Open Metadata Handbook/Metadata Elements

METADATA ELEMENTS edit

Generally, the first step in metadata creation is to define the community model - what are the things that will be represent in the metadata? These can be things like: (a) resources (books, articles) (b) agents (authors, publishers) (c) carriers (journals, CDs, online) (d) classifications

The goal is not to identify a finite set of metadata elements, but instead a selection of core elements that can be expanded so that each community can interact with related communities of interest. It is also essential to clearly specify the expansion mechanism. Otherwise, people will be tempted to misuse elements because they are stuck with a set that does not quite fit their needs.
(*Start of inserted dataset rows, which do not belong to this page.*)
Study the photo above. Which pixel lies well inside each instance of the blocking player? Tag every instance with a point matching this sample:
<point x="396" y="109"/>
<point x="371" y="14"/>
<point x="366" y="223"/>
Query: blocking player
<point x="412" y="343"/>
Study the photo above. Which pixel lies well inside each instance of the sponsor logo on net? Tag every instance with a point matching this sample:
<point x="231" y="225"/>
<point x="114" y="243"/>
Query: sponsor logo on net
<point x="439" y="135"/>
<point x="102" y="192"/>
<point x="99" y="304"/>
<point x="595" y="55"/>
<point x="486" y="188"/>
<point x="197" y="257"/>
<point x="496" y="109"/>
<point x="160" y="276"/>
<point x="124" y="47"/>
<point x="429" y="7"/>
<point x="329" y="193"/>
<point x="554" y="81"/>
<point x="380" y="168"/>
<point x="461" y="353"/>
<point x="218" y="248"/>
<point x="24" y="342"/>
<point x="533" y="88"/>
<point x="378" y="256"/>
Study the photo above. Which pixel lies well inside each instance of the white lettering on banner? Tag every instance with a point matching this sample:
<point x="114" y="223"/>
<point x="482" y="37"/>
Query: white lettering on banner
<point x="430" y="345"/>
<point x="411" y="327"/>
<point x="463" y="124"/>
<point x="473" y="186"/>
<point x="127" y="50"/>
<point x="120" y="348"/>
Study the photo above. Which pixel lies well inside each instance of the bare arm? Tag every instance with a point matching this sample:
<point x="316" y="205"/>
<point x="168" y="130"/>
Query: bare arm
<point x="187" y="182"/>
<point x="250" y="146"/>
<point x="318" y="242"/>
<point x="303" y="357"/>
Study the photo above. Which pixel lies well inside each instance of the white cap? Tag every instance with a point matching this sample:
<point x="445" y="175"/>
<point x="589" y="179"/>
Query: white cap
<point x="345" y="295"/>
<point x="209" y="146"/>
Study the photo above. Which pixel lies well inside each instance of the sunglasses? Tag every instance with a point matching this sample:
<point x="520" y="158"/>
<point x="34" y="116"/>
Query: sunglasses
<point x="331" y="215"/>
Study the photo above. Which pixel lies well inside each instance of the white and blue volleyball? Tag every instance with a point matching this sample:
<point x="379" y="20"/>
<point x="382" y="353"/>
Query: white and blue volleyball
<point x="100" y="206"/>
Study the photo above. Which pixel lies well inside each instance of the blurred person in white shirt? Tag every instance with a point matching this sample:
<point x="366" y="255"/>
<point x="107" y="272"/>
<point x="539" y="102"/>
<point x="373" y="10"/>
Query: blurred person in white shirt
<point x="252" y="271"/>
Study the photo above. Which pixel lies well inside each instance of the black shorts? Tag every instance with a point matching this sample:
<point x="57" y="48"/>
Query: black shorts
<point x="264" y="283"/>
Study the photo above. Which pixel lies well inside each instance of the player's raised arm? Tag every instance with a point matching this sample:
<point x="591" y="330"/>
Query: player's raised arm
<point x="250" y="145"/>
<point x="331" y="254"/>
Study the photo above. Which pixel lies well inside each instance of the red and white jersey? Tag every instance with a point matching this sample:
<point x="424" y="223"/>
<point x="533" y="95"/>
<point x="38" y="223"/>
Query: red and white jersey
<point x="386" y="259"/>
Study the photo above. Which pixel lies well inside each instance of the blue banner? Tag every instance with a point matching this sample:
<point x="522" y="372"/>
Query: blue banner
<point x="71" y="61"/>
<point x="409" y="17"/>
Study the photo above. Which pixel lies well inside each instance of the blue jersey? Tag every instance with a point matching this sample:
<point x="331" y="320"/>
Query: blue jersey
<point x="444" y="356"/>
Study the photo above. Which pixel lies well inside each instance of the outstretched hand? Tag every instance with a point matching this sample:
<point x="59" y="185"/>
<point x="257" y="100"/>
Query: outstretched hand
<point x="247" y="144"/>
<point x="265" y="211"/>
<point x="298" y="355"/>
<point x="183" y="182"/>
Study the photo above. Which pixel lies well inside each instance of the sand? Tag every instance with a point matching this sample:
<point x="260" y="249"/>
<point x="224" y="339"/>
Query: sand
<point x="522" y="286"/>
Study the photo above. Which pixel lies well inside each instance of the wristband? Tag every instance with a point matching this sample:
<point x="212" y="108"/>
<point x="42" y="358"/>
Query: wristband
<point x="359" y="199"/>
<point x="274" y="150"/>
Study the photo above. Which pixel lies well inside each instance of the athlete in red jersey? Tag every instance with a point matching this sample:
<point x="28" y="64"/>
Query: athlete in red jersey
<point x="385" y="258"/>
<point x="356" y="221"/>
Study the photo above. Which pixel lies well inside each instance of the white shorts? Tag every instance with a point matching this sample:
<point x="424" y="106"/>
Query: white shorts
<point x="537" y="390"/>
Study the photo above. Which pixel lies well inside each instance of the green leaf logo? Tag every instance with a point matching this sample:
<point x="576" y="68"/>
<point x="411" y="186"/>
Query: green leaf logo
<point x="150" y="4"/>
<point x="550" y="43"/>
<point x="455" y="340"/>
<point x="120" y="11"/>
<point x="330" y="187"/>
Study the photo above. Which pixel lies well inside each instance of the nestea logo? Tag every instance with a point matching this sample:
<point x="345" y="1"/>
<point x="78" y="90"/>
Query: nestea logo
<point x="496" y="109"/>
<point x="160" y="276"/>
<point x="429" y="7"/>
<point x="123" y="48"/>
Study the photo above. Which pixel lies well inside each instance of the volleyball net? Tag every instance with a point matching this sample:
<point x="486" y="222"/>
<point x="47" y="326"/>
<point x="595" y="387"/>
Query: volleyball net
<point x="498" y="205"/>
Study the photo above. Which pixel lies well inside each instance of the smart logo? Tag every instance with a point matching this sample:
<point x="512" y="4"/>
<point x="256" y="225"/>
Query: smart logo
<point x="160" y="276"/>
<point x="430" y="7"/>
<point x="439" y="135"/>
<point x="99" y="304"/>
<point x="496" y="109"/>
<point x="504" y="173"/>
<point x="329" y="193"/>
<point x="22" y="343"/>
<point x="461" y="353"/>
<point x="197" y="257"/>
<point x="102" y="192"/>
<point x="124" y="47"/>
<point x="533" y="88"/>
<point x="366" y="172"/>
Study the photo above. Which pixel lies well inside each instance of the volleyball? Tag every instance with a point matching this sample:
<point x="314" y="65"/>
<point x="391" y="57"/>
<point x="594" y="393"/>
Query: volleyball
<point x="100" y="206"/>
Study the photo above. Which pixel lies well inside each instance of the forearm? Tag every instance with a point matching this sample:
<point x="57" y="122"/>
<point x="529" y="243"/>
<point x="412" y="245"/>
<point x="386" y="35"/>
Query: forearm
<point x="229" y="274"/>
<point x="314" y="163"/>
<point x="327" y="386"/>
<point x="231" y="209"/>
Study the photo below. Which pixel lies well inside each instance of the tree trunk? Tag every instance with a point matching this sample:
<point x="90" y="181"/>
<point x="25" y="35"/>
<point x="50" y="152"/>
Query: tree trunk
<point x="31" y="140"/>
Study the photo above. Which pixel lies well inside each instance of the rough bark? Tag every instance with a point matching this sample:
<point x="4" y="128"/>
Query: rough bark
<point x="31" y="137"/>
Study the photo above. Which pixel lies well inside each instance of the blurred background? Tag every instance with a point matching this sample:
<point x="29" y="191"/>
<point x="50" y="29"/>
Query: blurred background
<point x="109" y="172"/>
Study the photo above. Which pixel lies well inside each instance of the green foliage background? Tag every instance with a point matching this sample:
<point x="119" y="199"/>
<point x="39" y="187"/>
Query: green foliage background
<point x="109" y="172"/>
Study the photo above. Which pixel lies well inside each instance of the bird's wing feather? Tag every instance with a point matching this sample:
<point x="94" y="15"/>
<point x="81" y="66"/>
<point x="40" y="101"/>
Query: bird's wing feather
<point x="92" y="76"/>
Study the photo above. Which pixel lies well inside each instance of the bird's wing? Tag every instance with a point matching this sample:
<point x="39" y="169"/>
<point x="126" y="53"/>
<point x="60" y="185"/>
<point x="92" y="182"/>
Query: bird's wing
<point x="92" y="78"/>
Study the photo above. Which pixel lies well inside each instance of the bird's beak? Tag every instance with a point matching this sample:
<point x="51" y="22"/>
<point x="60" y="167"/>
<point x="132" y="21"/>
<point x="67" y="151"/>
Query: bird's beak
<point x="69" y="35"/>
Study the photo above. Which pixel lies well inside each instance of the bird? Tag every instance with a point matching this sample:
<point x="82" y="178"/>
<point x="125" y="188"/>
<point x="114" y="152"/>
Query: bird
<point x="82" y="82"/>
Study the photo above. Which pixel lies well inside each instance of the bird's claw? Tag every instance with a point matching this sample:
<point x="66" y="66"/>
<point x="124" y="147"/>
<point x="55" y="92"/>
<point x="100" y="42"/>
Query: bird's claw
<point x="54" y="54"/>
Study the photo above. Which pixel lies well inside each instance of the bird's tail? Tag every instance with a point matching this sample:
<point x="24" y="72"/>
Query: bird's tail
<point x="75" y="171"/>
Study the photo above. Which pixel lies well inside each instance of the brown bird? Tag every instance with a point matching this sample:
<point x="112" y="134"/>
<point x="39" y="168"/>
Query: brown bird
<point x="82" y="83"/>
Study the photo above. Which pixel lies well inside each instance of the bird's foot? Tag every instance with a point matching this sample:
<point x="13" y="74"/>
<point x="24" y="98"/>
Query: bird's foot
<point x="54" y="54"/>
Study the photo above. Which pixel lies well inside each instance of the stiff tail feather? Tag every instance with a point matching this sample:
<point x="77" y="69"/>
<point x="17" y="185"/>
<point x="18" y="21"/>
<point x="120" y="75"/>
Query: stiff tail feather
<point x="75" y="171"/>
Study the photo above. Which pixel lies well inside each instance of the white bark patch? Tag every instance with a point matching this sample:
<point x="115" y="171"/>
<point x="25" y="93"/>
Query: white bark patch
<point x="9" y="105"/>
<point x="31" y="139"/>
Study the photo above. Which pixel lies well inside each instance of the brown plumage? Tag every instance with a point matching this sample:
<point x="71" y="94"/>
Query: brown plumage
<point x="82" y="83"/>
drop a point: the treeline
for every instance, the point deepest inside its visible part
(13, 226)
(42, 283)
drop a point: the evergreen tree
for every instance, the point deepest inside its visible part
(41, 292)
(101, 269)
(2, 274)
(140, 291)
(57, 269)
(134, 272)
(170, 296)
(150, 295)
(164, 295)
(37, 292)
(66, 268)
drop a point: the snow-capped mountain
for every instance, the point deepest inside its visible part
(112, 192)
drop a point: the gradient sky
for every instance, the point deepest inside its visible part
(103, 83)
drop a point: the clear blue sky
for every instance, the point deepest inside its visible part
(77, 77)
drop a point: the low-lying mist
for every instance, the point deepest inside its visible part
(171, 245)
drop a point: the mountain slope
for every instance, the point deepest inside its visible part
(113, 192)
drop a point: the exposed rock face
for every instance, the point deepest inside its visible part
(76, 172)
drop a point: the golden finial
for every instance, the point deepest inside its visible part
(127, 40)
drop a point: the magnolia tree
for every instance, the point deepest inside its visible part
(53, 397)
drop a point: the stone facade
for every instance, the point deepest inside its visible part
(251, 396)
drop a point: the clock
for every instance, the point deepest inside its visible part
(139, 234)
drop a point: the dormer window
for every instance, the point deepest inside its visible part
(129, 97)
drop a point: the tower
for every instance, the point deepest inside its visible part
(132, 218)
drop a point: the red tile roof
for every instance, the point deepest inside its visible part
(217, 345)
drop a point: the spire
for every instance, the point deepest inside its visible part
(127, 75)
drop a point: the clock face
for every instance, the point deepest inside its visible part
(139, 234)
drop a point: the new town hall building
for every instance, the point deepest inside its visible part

In particular we advise the use of a few key relationships between metadata elements (e.g. broader, narrower) and the creation of web-unique identities for metadata terms, and the creation of independent vocabulary lists that can be substituted as needed.

In this section, we will identify the key metadata elements needed for discovery, identification, location, and deduplication of works:

  • Define a small set of metadata options (data elements and serializations) that can be used/adopted by data providers.
  • Allow for differences in granularity of the data, but provide best practices that many data providers should be able to achieve.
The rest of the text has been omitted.